If we only knew the answers to these questions...

IMO people who wanna jump in headfirst should start with a small sandwich lunch only joint. Then decide if this is the life for you.

Buying a place is risky, especially if the place is trendy. In this day and age, trends don't last unless you're Charlie Trotter. 8-10 years. If it's a restaurant that's seen its prime then you should reconsider unless you're, uh, Homaru Cantu.

If the restaurant you're buying has changed hands more than once in the recent past, be wary. This may be what we call a dead restaurant space. For some reason the space doesn't work.

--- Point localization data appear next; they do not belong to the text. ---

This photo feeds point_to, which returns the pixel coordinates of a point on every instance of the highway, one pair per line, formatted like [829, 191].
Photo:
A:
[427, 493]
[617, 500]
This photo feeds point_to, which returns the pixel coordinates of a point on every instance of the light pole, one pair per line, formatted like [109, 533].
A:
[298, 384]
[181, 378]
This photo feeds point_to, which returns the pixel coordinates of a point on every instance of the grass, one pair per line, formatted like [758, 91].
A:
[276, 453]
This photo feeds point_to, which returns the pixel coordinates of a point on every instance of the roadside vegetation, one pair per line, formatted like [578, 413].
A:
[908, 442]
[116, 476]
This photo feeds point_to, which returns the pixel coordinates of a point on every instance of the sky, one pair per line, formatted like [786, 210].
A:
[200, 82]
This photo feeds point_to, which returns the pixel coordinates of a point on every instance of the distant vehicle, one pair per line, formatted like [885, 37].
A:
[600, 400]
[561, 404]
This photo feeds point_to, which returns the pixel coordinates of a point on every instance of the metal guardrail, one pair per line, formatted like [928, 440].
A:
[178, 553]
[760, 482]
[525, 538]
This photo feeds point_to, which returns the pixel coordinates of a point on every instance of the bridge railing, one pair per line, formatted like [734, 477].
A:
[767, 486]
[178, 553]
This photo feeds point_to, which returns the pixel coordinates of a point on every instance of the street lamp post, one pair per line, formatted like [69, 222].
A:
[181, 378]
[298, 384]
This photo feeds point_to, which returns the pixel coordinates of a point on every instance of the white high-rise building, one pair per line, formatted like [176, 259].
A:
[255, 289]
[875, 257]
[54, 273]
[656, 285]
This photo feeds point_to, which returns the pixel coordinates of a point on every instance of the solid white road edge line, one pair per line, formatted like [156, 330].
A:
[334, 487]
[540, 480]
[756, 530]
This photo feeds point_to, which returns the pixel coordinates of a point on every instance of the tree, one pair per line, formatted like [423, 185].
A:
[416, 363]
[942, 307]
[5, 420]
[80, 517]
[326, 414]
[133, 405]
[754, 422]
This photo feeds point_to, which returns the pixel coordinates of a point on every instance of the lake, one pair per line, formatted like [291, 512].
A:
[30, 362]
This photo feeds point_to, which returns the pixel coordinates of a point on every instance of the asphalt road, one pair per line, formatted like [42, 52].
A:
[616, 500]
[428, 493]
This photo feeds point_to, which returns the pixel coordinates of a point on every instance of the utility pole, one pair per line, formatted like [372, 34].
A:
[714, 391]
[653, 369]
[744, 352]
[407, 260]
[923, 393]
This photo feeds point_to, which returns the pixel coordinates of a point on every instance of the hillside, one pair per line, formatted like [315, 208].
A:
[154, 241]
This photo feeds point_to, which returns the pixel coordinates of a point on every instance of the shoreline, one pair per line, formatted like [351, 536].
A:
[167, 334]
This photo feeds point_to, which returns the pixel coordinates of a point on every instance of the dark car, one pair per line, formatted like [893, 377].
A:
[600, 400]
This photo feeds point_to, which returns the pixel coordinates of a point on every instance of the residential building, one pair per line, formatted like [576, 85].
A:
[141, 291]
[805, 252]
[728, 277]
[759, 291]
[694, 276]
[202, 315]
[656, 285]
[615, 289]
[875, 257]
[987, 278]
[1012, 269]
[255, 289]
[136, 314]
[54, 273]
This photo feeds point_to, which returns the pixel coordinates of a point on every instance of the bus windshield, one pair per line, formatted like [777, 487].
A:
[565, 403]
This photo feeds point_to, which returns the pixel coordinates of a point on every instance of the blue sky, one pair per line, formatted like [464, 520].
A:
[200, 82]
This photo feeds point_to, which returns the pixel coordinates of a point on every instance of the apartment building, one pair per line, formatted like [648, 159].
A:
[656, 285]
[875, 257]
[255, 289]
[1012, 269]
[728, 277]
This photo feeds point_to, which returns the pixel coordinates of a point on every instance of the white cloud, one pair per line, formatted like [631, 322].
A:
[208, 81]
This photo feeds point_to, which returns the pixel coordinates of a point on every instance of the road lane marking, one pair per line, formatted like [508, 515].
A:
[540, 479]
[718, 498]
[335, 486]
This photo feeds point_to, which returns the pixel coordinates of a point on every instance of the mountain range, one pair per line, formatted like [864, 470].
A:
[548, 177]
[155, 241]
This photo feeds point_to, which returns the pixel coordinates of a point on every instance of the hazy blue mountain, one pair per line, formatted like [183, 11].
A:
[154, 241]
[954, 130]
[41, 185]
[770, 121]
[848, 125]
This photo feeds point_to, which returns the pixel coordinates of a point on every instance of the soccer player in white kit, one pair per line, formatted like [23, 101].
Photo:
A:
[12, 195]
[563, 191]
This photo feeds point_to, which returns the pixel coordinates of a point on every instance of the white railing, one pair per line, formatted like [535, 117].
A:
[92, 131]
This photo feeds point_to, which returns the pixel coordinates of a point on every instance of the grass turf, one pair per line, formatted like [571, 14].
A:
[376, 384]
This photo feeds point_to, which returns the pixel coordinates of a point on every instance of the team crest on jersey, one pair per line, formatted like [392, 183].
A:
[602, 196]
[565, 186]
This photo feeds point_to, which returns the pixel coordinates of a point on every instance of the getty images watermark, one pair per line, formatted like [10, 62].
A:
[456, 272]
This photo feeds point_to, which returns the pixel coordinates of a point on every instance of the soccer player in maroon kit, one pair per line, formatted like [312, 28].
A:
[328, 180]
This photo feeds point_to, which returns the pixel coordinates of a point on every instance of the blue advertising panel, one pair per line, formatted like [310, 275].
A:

Where to get money? Start with your own. Investors want to see that you have some financial stake before they hand over their chips.


----------



## cacook (Jan 18, 2006)

There are so many if's ands and buts, but let me give you some pointers based on what I've read and experienced.

First off, I am by no means an experienced restaurateur. I am a line cook in a fairly busy hotel with a #1 steak restaurant. 

For taking over an existing:
#Negatives#
- More often than not by a large margin...if a previous restaurant has failed in a certain location then all changes of ownership will fail as well.
- Business will be slow at first because people will still think it's either the slummy or just slow restaurant that exists there...or if it was unoccupied for a while then they think it still is. Because of this...you will have to spend a lot more on advertising.
- If it's an area that used to be somewhat slummy but is now developing...you will be the decrepit old building compared to what's being built.
-From what I've seen...even if a facility was disgusting but it still received an A rating from the health department...the inspector will probably be a lot more harsh on the new owner and you will have to incur all of those costs to bring everything up to par.
#Positives#
-If it used to be a successful business...it can be a successful business again.
-Purveyors might be more willing to extend you credit than if you started a new business.
-If it's an area that used to be somewhat slummy but is now developing...you will attract a clientele of hopefully wealthier guests.

Building a new building:
#Negatives#
-Dealing with everyone related to the construction from scheduling, time, contractors, building inspectors, health inspectors, costs, health inspectors, building inspectors, contractors, COSTS
-Hiring an all new staff that you know nothing about, and having to weed out the bad ones and hire half of an all new staff
-Purveyors will most likely charge you COD.
#Positives#
-You can design the building/kitchen/dining room exactly how you want
-I don't want it to seem like I'm favoring buying an existing facility...I just can't think of anymore positives.

By no means have I told a significant amount nor I do I know anything about owning a restaurant as I've only been in the business two years as a cook...but I'd like to think I've learned a thing or two about business from my parents and doing construction related jobs for small companies where I was involved in a lot of the decision making. I just hope this helps you.


----------



## eds77k5 (Jun 13, 2002)

do your home work, as in real estate, location, location, location, look around to see who your clientele is going to be, find out what licenses you will need, permits, taxes, utilities, if you have the money to buy the building, that would be good, it is real estate, if you rent, count the cost, your landlord will be making the money, a resturant is considered a high risk, so finding a loan could be difficult, people have opened on a shoe string and done well, again its location, do you have the time and energy to put in to it,there are so many variables, the upside is you are the boss and you call the shots, the downside, an empty resturant sucks. do the foot work and make a business plan, pay yourself a good salary and go for the gold, good luck, it could be like a roller coaster ride, keep a positive attitude and have fun with it. :smiles:


----------